Friday, 14 February 2020

PANDEMICS



There’s one thing that is consistently ranked as one of the most likely things to end the world, that would kill millions of people: a pandemic.
A pandemic is a disease that escapes our control, sweeping across the world, killing millions and changing civilization.


Do you think there is no danger today? You are wrong.


The risk of it happening has never been higher: there are about five new emerging diseases happening somewhere on the planet every year and the rate is accelerating. There are around one and a half million viruses in wildlife that we don’t know about yet. Any one of those could be spilling over into the human population right now.





The question is: “Will we be ready for it?”

Pandemics begin in a world invisible to the naked eye. Microbes were likely the first living things on earth, many can’t replicate on their own so they hijack other living cells. Some are so strong they can overwhelm our immune system and kill us.
Pandemics are mainly caused by two types of microbes: bacteria and viruses. Viruses are adapted to jump from one species to another. When this spill over to humans, the new virus in called a zoonotic virus and they’re extremely dangerous. These are viruses which mutate rapidly and therefore change the surface and evade immune responses quickly.

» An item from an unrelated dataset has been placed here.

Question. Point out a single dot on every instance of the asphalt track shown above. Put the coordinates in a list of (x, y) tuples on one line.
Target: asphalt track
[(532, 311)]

They can transform into a new virus once they get into the human population.
We developed technology that could defend us: the quarantine, the microscopes, antibiotics and vaccine. This is how a vaccine works is: we get injected with proteins from the virus and we create our own antibodies. These are little molecules that attach to those proteins and neutralize the virus and allow it to be swept out of the body. So, when we get infected by a real virus, we can rapidly create an immune response. Studies show that fewer people are contracting infectious diseases today, but the number of outbreaks is increasing and that is largely because of emerging zoonotic viruses.



What is the government doing to protect us?

After the S.A.R.S. epidemic, in 2002, the OMS brought together 196 countries and they all committed to improving their ability to “detect, asses, notify and report public health events”. In 2014, only a third of them were in compliance.
Because it takes a long time to produce a vaccine, organizations like CEPI have been founded. Traditional vaccines have a long and expensive process, but this new vaccine doesn’t use proteins. It injects genetic material that tells the body to produce those proteins itself: your body becomes the manufacturer, creating the protein molecules and then the antibodies for them. Scientists can customize the genetic material to get the body to produce the protein molecules of almost any virus. Meanwhile, scientists are trying to develop a universal influenza vaccine, one shot that could immunize us from every possible flu strain for life.



The truth is human technology has made the next pandemic inevitable. Deforestation is bringing more wild animals into contact with more people and factory farming is pushing animals closer together, giving their viruses more opportunities to combine into one that could infect us. But human technology has stopped pandemics before, and it’s our only chance against the next one.